Chang’s idea that somehow she alone was privy to “the forgotten holocaust of World War II” while researching and writing the book likely heightened her emotion.
I wonder if this is really touching and beautiful, or if, to put it bluntly, Chang is seeking to bypass the brain by connecting to the viscera.
Somehow I can imagine the concerned looks this fact would inspire on the faces of lifelong scholars at York University like Bob Tadashi Wakabayashi, who, in his indispensable edited volume The Naking Atrocity 1937-38 (Berghahn Press), states: “Historians must try, at least, to rise above the personal, political, and ethnic biases that virtually all human beings harbor. ”

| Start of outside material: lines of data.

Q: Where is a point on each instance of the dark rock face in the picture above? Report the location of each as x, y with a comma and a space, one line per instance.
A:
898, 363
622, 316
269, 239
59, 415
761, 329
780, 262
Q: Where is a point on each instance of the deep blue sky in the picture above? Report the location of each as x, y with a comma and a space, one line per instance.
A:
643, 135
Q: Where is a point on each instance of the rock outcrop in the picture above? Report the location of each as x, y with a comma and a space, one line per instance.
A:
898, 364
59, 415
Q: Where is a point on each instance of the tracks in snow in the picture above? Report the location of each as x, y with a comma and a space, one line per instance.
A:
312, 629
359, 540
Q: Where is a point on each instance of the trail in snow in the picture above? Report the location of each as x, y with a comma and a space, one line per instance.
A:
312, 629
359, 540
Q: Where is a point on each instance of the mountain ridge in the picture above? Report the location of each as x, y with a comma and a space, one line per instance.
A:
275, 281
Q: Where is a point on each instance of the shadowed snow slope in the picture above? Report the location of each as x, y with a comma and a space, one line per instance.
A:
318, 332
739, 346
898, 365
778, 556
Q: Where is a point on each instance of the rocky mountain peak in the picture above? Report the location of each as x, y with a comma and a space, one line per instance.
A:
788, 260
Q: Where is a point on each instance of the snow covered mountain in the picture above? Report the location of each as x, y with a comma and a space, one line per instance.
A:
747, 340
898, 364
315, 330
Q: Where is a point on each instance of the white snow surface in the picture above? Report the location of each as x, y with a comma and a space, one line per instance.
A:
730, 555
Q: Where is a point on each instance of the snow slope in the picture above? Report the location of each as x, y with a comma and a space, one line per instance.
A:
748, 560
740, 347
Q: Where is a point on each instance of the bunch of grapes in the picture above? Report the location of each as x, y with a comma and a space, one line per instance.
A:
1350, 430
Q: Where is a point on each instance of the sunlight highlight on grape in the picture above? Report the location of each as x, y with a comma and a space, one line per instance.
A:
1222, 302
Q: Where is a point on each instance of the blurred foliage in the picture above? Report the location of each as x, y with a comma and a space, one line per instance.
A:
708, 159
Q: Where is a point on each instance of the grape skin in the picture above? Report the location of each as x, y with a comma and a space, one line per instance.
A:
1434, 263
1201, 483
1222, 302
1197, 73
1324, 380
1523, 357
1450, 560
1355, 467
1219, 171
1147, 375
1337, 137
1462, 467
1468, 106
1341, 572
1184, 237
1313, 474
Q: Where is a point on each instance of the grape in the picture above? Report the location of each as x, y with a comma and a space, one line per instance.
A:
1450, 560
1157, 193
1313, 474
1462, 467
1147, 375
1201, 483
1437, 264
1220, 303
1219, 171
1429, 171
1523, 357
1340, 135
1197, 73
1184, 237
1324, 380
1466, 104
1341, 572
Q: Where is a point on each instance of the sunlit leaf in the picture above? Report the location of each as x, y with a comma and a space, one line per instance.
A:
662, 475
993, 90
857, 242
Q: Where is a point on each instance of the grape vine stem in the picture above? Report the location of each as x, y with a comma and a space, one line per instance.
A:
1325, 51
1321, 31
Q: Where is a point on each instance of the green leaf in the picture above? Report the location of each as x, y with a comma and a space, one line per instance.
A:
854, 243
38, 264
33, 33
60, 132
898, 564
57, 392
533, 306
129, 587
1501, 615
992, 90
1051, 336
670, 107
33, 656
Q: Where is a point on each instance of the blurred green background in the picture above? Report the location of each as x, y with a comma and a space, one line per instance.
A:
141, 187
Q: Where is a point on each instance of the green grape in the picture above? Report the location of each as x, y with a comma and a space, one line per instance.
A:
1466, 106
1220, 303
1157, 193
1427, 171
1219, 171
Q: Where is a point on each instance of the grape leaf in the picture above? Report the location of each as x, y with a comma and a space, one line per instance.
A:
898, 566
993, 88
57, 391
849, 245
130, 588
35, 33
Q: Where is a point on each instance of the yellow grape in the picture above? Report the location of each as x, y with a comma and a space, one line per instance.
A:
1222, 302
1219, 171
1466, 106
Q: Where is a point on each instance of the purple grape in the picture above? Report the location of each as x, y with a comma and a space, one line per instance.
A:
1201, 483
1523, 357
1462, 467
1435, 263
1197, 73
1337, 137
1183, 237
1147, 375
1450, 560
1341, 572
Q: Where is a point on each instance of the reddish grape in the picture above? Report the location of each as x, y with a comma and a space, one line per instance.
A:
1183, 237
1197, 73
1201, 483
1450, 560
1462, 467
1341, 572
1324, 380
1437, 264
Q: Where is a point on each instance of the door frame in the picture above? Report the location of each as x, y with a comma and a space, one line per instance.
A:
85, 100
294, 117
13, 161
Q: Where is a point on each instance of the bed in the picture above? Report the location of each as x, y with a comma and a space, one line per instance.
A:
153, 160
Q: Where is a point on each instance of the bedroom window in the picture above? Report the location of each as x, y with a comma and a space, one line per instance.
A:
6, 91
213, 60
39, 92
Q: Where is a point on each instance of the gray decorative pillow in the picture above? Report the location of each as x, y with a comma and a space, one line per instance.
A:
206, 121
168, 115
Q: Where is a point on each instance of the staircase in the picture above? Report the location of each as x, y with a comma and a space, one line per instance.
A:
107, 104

A couple of weeks ago I heard a similar message when I had lunch with, and then attended a talk by, Carl Wilkins. Carl was one of the few Americans in Rwanda when the genocide began in 1994, and he was the only American to remain in Kilgali, saving lives and making compromises, for the terrible duration of the violence. I heard Carl speak last year also at Pacific Lutheran University, but his talk this time, to a smaller audience, stirred me up even further.
But he is an advocate for genocide prevention, and I, at least explicitly, am not in that business. By the same token, historical scholarship is inevitably entangled with politics . All we need to read as reminder to this fact is Sima Qian’s work, and be glad we have all our body parts. And Iris Chang’s papers, tear-stained and all.